During the pandemic, the federal government enacted policies that affected the tax status of businesses and individual filers, including student loan borrowers and the hospitality industry. But because Minnesota hadn’t conformed its tax laws to the federal code since 2019, some filers in the state may have missed out on some of the credits and deductions.
“This is the way the Legislature is supposed to work, this is the way things are supposed to get done,” the governor said, later adding: “This is a great achievement. And I think it really speaks to what Minnesotans are saying — just come together, find some compromise and get some things done. And this is no small feat, this $100 million tax conformity bill that impacts Minnesotans' lives.”
Under the changes signed into law by Walz, many filers would be able to claim exemptions, credits and deductions made available during the pandemic by the federal government that Minnesota did not recognize. The exemptions included grants for restaurants and venues shuttered by lockdowns.
The changes would mean Minnesota would give up about $100 million in revenue in 2024 and 2025, and another $3 million or so in the following two years, according to nonpartisan legislative research.

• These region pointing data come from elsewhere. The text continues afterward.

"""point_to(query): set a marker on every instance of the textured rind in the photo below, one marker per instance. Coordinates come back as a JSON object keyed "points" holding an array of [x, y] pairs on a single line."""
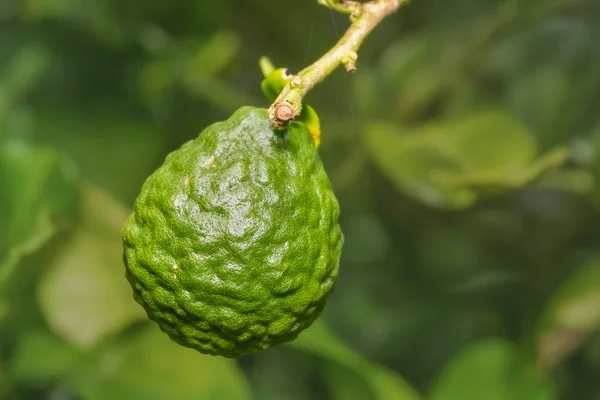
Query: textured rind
{"points": [[234, 244]]}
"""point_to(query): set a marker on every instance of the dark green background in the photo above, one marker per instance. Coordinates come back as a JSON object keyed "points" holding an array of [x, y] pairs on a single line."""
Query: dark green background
{"points": [[465, 152]]}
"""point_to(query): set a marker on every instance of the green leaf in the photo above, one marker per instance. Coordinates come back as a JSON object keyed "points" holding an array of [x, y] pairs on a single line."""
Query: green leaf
{"points": [[384, 383], [572, 313], [450, 164], [87, 137], [39, 190], [309, 117], [40, 358], [274, 83], [84, 296], [147, 365], [336, 5], [491, 370]]}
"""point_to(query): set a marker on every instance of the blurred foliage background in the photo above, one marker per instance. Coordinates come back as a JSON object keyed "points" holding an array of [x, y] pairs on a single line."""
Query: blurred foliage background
{"points": [[465, 152]]}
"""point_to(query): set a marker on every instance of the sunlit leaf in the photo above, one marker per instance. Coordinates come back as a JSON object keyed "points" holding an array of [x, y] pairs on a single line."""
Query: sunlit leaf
{"points": [[38, 191], [452, 163], [309, 117], [147, 365], [84, 295], [384, 383], [274, 83], [491, 370], [40, 358]]}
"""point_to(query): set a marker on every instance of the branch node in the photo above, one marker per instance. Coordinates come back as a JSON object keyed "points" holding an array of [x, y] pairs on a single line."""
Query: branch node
{"points": [[282, 113], [349, 61]]}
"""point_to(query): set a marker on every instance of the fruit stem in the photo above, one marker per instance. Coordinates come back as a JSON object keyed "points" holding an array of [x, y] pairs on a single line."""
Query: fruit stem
{"points": [[365, 17]]}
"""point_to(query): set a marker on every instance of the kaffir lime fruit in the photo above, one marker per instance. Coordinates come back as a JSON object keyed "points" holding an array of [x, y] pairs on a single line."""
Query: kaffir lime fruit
{"points": [[234, 244]]}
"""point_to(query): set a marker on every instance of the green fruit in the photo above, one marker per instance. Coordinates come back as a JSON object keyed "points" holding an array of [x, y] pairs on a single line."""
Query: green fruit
{"points": [[234, 244]]}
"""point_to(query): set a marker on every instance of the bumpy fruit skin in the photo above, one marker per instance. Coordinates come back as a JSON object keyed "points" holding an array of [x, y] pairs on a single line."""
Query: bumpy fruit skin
{"points": [[234, 244]]}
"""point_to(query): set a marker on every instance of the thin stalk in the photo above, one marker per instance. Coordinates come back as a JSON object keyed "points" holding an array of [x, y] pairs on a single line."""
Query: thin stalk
{"points": [[365, 17]]}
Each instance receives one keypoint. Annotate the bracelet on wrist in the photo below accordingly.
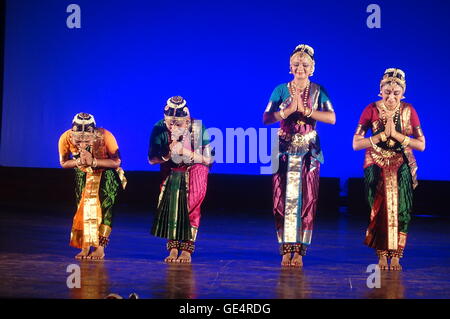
(371, 142)
(406, 141)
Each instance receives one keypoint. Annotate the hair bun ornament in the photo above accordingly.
(395, 73)
(83, 122)
(176, 107)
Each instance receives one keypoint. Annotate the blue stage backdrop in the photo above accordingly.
(121, 60)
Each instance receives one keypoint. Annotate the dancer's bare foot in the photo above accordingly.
(382, 263)
(395, 264)
(98, 253)
(185, 257)
(286, 260)
(172, 256)
(297, 260)
(83, 253)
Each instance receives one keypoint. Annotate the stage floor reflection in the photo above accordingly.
(236, 257)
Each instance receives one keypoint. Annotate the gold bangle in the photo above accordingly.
(371, 142)
(406, 141)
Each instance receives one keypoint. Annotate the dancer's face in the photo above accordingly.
(391, 93)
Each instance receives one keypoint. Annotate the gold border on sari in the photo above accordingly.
(85, 230)
(292, 215)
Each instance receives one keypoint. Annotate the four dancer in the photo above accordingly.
(181, 146)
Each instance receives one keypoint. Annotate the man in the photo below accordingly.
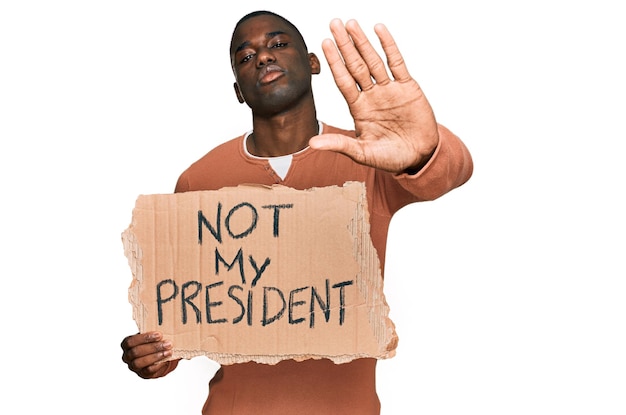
(397, 149)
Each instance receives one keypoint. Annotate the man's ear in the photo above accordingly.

Department of Revenue Commissioner Paul Marquart said new tax forms for 2022 would be immediately available when the bill became law. Marquart, a former Democratic representative from Dilworth who chaired the House Tax Committee before his current appointment, had urged lawmakers to act swiftly on conformity so it could go into effect in time for the opening of the 2022 tax season, which starts Jan. 23.
“The updating is already going on with computer software for tax providers to make sure we can get that updated and get those tests done. Make sure are no glitches and so forth,” he said. “The timing is perfect … this will make things a lot simpler for filers in 2022.”
The conformity change affects tax returns for 2019-22, years affected by pandemic-era federal bills like the American Rescue Plan and CARES Act. Filers will have to submit amended returns for previous years where state and federal tax codes did not align in order to take advantage of the changes.
Dayna Frank, president and CEO of Minneapolis’ famed music venue First Avenue and its associated venues, hailed the bill as a great success for the state’s independently owned venues, which were tested by the pandemic closures and faced higher tax burdens due to relief grants that were not exempted under Minnesota’s tax code. Frank said the additional tax burden in 2022 could have been “business-ending.”
Of all the bills making headlines early in the session, tax conformity stands out for its bipartisanship and swiftness of action by Republican and Democratic Farmer Labor lawmakers. House Majority Leader Jamie Long and Senate Majority Leader Kari Dziedzic, both of Minneapolis, were present for the signing, as were GOP House Minority Leader Lisa Demuth and Senate Minority Leader Mark Johnson.
DFLers have many early priorities this session that they’ll likely move on with little to no support from Republicans, including abortion rights and a package of elections-related legislation. But conformity is an issue with broad support, so the bill was fast-tracked through the House and Senate and to the governor’s desk.
Walz said he was encouraged by the level of cooperation, but didn’t hide from the fact that there will be more controversial bills down the road.
“This one feels good to me. I'm, again, not naive. There will be signings in here that will not make some people happy. That's the way it's gonna go,” he told reporters. “But I think it sets the tone that all voices matter.”